Antitrust law should keep business competitors from collaborating to increase prices and depress supply, practices that hurt consumers and competition.

It should not help bigger businesses drive harder bargains with smaller ones, give firms ways to hamstring more successful rivals, undermine patent law or give judges and administrative officials tools flexible enough for them to make business dealings fit their own ideals of the “right” competitive landscape.

Regrettably, the Federal Trade Commission’s suit against Qualcomm — and the recent decision by a federal judge in California embracing the FTC’s approach — redraws rules of competition in ways that will have just those effects, harming innovation and the rule of law.

The case has roots in the long-running feud between and Apple and Qualcomm, an innovator in telecommunications technology that licenses patented technology and sells high-end modem chips to companies (like Apple) making telecommunications products, principally smartphones. Recently, Apple and Qualcomm patched up their differences, focusing on strategies for success in the coming 5G wave, but earlier used appeals to government agencies and courts to influence negotiations over what Apple pays to use Qualcomm’s technology.

The FTC, having jumped into this dispute, declined to move on. In litigation crafted during the Obama administration, the FTC said that Qualcomm’s business model “forces” other businesses to use its products, license its technology, and pay excessively high prices, specifically by insisting that companies pay royalties based on the overall cost of products using its technology and also license its patents if they want to use Qualcomm’s chips. These arguments (and the judge’s decision based on them) have serious flaws.

First, it’s hard to see Qualcomm dominating companies like Apple. Apple is valued at more than $800 billion, more than 10 times bigger than Qualcomm. Apple also reportedly receives an astounding three-fourths of all profits earned in the smartphone market worldwide (success built on Apple’s marketing, design, and branding genius plus technological contributions of other firms). Obviously, Apple is miscast as the little guy forced to accept whatever terms the bully sets. For “Game of Thrones” aficionados, it’s like accusing Tyrion Lannister of physically abusing The Mountain.

Second, consider the objection that Qualcomm unreasonably receives royalties calculated as a percentage of the sales price of products using its technology. Nothing in the FTC’s argument or in the judge’s decision explains why the law requires royalties to be calculated as a percentage of a different base.

Whether Qualcomm and its customers agree to base royalty payments on product sales prices or the number of playoff games it takes for the Golden State Warriors to get to the NBA finals should not matter. If a firm has a valuable patent, customers will pay what they think is reasonable to use it, but they will turn to other products and other technologies when the price is too high.

Critically, the base on which a royalty percentage is calculated is never determined separately from the percentage itself. If I rent my home to you and say I want you to pay a monthly fee based on the square footage of the house and yard combined, would you agree to the same percentage as if payment was based on the square footage of the house alone? Or one floor? Or one room?
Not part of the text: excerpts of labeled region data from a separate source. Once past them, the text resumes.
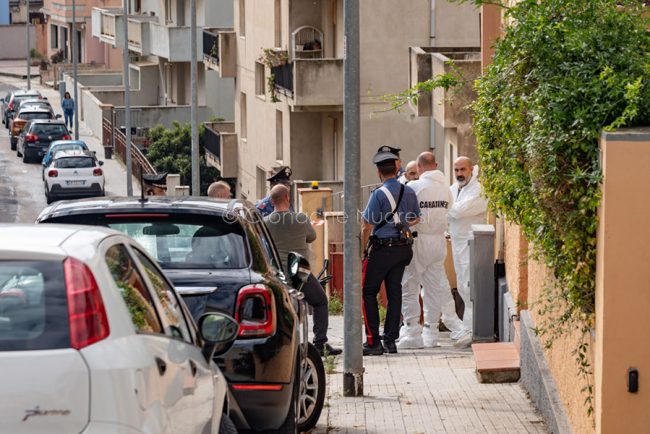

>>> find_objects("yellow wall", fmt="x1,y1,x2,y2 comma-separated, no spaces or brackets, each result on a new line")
595,129,650,433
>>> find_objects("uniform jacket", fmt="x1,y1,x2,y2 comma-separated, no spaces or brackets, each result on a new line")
408,170,452,236
449,166,487,240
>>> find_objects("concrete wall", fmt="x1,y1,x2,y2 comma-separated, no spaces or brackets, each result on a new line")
595,128,650,433
0,24,36,60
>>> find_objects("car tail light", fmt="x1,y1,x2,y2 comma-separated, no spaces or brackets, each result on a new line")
63,258,109,350
235,285,276,338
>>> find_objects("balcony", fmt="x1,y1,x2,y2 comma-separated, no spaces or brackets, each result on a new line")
271,59,343,111
203,122,239,178
203,28,237,77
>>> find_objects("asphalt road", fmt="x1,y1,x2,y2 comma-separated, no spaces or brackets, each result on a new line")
0,77,47,223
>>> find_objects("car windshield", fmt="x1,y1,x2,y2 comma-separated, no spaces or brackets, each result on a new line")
104,214,248,269
54,157,95,169
0,260,70,351
32,124,68,137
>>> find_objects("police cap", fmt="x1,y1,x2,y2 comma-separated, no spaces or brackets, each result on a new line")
377,145,402,158
266,166,292,183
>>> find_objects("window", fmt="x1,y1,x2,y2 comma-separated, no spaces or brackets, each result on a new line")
274,0,282,48
239,0,246,37
50,24,59,49
255,62,266,97
275,110,284,161
239,92,248,140
134,249,192,342
106,244,162,333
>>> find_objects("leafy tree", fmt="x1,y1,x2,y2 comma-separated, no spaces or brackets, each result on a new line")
147,122,220,195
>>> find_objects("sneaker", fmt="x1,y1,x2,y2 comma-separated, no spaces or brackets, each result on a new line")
454,331,472,348
384,340,397,354
397,335,424,350
314,343,343,357
363,342,384,356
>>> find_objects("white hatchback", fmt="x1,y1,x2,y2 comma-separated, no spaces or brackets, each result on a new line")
44,150,105,203
0,225,239,434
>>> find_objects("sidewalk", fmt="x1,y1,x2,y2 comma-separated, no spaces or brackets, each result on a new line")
313,316,548,434
0,73,140,196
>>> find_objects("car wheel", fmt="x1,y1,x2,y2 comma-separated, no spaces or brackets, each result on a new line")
298,343,325,432
219,414,237,434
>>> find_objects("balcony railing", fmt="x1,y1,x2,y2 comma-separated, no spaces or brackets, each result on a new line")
203,30,219,66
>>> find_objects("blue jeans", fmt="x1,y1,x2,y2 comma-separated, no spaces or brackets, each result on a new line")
63,110,74,128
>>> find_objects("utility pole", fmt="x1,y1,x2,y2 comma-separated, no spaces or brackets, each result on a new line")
72,0,79,140
25,0,32,90
343,0,363,396
121,0,133,196
190,0,201,196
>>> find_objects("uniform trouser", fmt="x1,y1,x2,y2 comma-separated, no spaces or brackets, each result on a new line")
402,234,462,336
362,246,413,345
451,234,473,330
302,273,329,344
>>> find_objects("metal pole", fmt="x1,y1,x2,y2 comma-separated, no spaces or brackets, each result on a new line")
122,0,133,196
25,0,32,90
190,0,201,196
72,0,79,140
343,0,363,396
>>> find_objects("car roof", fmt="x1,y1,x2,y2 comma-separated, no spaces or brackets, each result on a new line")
38,196,255,221
0,224,120,254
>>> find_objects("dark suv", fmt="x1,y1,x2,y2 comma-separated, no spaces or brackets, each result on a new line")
37,197,325,433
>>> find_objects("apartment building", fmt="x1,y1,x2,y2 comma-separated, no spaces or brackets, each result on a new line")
92,0,234,120
204,0,479,200
41,0,122,69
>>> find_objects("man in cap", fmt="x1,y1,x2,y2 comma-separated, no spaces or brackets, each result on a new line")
449,157,487,347
397,152,463,349
361,147,420,355
257,166,293,217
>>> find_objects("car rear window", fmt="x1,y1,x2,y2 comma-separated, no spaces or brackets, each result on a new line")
0,260,70,351
32,124,68,137
54,157,95,169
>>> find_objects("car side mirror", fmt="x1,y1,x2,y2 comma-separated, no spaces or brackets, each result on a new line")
198,312,239,362
287,252,311,288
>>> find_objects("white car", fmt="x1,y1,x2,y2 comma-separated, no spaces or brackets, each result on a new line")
44,150,105,203
0,225,239,434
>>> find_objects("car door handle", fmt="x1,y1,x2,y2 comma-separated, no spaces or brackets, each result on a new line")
156,357,167,377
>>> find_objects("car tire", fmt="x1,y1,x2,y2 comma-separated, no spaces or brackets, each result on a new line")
298,343,325,432
219,414,237,434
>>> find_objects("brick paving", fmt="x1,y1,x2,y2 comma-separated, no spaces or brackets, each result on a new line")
312,316,548,434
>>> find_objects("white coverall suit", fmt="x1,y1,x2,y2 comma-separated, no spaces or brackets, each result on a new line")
443,166,487,330
397,170,463,348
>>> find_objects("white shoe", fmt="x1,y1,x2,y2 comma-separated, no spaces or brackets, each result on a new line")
397,335,424,350
454,331,472,348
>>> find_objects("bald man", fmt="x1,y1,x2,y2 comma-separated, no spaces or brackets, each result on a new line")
449,156,487,347
397,152,463,349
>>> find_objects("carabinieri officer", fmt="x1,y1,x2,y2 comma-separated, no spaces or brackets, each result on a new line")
362,148,420,355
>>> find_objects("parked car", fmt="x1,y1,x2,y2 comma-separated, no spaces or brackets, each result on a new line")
0,224,238,434
45,150,105,203
41,140,89,181
16,119,71,163
0,90,41,128
9,105,61,151
37,196,325,433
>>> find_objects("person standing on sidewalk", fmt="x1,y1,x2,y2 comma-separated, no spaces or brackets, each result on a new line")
264,184,342,356
361,147,420,356
397,152,469,349
449,157,487,347
61,92,75,129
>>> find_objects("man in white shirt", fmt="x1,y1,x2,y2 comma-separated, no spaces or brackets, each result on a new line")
397,152,463,349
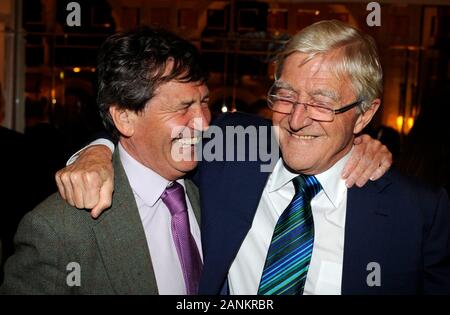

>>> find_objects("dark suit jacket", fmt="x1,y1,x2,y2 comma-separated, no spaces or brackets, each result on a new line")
197,114,450,294
0,152,199,294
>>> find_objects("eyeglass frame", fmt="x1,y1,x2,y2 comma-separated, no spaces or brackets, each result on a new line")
267,86,363,122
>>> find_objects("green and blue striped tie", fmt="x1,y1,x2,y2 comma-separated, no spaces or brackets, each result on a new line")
258,175,322,295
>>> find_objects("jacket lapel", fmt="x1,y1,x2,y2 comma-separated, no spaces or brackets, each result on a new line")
93,150,158,294
342,175,392,294
199,162,270,294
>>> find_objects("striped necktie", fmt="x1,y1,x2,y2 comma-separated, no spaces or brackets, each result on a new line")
258,175,322,295
161,182,202,295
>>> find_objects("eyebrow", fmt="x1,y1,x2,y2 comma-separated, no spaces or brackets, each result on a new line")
181,93,209,107
309,89,339,102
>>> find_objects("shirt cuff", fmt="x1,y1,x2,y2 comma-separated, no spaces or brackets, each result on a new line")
66,138,115,165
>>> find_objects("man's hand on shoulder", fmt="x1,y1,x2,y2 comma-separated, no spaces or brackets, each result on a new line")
55,145,114,218
342,135,392,188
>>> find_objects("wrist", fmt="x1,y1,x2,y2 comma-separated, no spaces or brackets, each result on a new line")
80,144,112,161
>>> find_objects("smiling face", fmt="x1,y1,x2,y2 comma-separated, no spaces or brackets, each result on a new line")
272,52,373,175
111,81,211,180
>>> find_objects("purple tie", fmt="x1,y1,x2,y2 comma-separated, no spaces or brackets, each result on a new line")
161,182,202,295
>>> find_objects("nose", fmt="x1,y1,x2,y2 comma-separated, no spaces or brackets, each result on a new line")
190,105,211,131
288,103,313,131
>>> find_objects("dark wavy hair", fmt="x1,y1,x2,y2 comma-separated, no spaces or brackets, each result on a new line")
97,27,208,140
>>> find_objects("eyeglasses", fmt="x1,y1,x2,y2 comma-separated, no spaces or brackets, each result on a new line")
267,86,362,122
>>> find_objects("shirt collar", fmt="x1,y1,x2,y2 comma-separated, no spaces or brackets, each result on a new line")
268,148,353,208
118,142,184,207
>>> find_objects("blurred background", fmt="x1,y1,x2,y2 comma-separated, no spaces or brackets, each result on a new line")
0,0,450,270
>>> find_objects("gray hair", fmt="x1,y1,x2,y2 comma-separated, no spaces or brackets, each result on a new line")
276,20,383,112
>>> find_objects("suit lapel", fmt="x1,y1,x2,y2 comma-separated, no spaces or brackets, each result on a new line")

The answer is obvious, and so is the error of the FTC’s and judge’s objection to the base for Qualcomm’s royalties.

The fact that Qualcomm’s agreement with Apple capped the total amount of the royalty, topping out around $7.50 per $1,000 iPhone according to published reports, underscores the fact that companies act rationally in structuring their agreements on royalty payments, contrary to the assumptions underlying this litigation and decision.
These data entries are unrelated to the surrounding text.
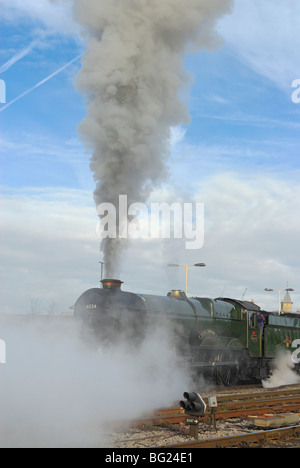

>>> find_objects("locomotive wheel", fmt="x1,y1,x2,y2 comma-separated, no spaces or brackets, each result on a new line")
218,351,240,387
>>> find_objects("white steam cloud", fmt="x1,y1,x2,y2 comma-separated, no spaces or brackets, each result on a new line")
74,0,233,276
262,351,300,388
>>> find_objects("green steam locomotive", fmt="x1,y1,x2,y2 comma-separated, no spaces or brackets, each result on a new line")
74,280,300,386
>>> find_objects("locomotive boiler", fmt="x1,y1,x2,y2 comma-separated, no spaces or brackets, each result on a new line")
74,279,300,386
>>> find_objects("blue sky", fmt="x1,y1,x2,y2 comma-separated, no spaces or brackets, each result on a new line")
0,0,300,312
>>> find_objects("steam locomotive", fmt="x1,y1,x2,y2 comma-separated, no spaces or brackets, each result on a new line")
74,279,300,386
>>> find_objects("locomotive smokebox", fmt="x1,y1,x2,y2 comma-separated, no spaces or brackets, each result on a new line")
101,279,123,289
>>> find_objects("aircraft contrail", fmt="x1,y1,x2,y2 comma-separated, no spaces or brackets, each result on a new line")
0,41,36,73
0,54,82,112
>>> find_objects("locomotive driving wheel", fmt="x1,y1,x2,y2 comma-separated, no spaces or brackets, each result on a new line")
218,350,240,387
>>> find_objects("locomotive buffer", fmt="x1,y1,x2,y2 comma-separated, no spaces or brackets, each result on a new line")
180,392,206,440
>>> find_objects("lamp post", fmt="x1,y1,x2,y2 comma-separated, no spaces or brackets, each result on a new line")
99,262,105,281
265,288,295,315
168,263,206,296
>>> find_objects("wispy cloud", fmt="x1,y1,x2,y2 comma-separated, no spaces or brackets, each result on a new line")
0,54,82,112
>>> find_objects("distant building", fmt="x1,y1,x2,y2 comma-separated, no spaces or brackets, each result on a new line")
281,291,293,314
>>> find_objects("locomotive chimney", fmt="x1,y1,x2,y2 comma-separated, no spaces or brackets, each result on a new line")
101,279,123,289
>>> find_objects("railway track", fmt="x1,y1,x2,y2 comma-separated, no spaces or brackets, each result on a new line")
112,385,300,449
155,425,300,449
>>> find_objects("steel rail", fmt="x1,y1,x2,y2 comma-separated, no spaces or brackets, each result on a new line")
152,425,300,449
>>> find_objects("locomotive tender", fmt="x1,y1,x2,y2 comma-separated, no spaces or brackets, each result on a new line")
74,280,300,386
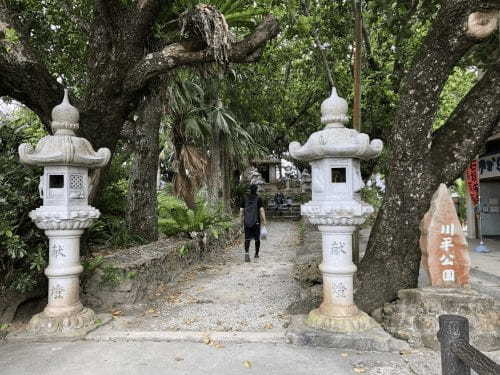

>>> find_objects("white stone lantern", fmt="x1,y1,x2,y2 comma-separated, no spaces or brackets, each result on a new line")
289,88,383,332
19,90,111,335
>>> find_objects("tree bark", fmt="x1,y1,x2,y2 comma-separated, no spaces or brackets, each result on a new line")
127,91,162,241
355,1,500,312
207,131,224,203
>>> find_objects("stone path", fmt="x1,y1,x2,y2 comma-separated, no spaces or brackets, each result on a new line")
98,222,299,334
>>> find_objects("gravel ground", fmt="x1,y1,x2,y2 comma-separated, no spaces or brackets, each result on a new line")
97,222,299,332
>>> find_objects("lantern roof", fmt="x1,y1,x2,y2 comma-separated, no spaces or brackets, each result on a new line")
289,87,383,161
19,89,111,168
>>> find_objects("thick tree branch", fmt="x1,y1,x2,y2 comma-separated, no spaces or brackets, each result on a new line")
0,0,63,126
125,16,279,92
432,66,500,182
135,0,164,34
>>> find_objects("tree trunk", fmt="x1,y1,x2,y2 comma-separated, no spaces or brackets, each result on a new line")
127,92,162,241
221,149,233,212
355,1,500,312
207,133,224,203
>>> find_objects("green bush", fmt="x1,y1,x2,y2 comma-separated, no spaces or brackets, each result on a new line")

Third, other facts cited by the FTC and the judge also contradict the argument that Qualcomm imposes its will to extract unreasonable royalties. For instance, the judge says that Qualcomm uses its monopoly on chips needed for optimal smartphone performance to “coerce” phone manufacturers into agreeing to pay patent royalties. But the decision then says that “Qualcomm has also used the ’carrot’ of incentive funds, which reduce the price of Qualcomm’s chips” to “induce” agreement to its royalty terms. Why do that if it could coerce payment?
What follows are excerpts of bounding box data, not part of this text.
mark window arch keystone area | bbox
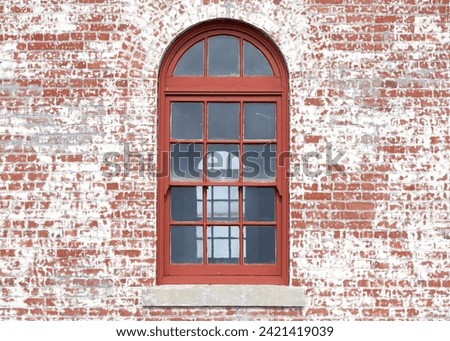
[157,19,289,284]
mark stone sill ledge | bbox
[142,285,305,308]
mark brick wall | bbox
[0,0,450,320]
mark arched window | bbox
[157,20,289,284]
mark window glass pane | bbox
[242,143,276,180]
[206,144,239,181]
[207,226,239,264]
[170,102,203,140]
[170,143,203,181]
[243,187,275,221]
[173,40,204,76]
[244,103,275,140]
[244,226,275,264]
[208,103,239,140]
[206,186,239,221]
[170,226,203,264]
[244,41,273,76]
[208,36,239,76]
[170,186,203,221]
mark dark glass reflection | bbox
[244,103,275,140]
[206,186,239,221]
[170,226,203,264]
[173,41,204,76]
[208,36,239,76]
[244,41,273,76]
[170,143,203,181]
[170,186,203,221]
[244,187,275,221]
[208,103,239,140]
[206,144,239,181]
[207,226,239,264]
[243,144,276,180]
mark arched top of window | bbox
[173,35,273,77]
[160,19,287,92]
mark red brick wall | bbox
[0,0,450,320]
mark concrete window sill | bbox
[142,285,305,308]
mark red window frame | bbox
[156,19,289,285]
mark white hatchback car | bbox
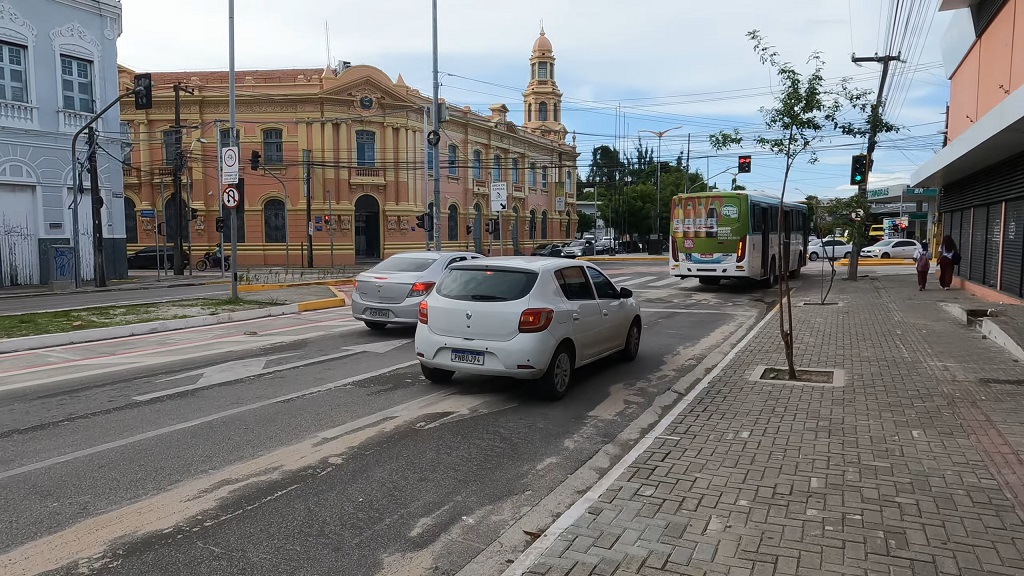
[416,257,643,400]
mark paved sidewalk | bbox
[510,268,1024,576]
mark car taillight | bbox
[406,282,434,298]
[519,308,555,333]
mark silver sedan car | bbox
[352,251,483,330]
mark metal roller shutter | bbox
[999,199,1024,296]
[968,206,988,282]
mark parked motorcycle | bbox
[196,251,231,272]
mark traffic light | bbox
[132,74,153,110]
[850,154,867,186]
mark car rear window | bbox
[370,256,437,272]
[434,269,538,302]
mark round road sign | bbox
[220,187,239,208]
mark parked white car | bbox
[807,238,853,261]
[416,257,643,400]
[352,251,482,330]
[860,239,921,258]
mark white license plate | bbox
[452,349,483,366]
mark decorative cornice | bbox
[50,22,102,56]
[0,2,36,45]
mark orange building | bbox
[911,0,1024,297]
[119,30,579,266]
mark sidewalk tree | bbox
[709,30,897,380]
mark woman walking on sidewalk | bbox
[939,235,959,290]
[913,242,932,290]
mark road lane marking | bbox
[132,338,413,402]
[0,360,420,480]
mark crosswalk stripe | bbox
[618,276,657,286]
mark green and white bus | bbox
[669,192,809,286]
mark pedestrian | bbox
[938,234,959,290]
[913,243,932,290]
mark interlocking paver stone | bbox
[520,271,1024,576]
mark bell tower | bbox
[522,23,568,141]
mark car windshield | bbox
[434,269,538,302]
[370,256,437,272]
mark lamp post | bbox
[640,126,682,254]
Finally, and most important, the softness of the arguments made and accepted against Qualcomm demonstrate the way that flexible antitrust undermines both competitive markets and the rule of law. The argument in essence is that Qualcomm violates the law when it charges too much or too little, when it decides not to sell its product or when it sweetens the pot to make a sale.

Under this approach, virtually anything a successful innovator does can constitute an antitrust violation. That is not a rule to guide market behavior. It ignores the way patents work. Further, this approach contradicts the notion of a rule of law based on clear rules and standards for judicial decisions. Letting the agency or judge decide what contract terms feel right invites forum-shopping — and is the antithesis of the rule of law.

The FTC will doubtless be emboldened by this victory to pursue other cases on similarly spongy charges. Those who care about maintaining a competitive, innovative economy and the rule of law, two pillars of a successful nation, should hope that other judges and other officials realize where this path leads.

Ronald Cass is dean emeritus of Boston University School of Law, distinguished senior fellow at the Center for the Study of the Administrative State, and co-author of “Laws of Creation: Property Rights in the World of Ideas” (Harvard University Press, 2013).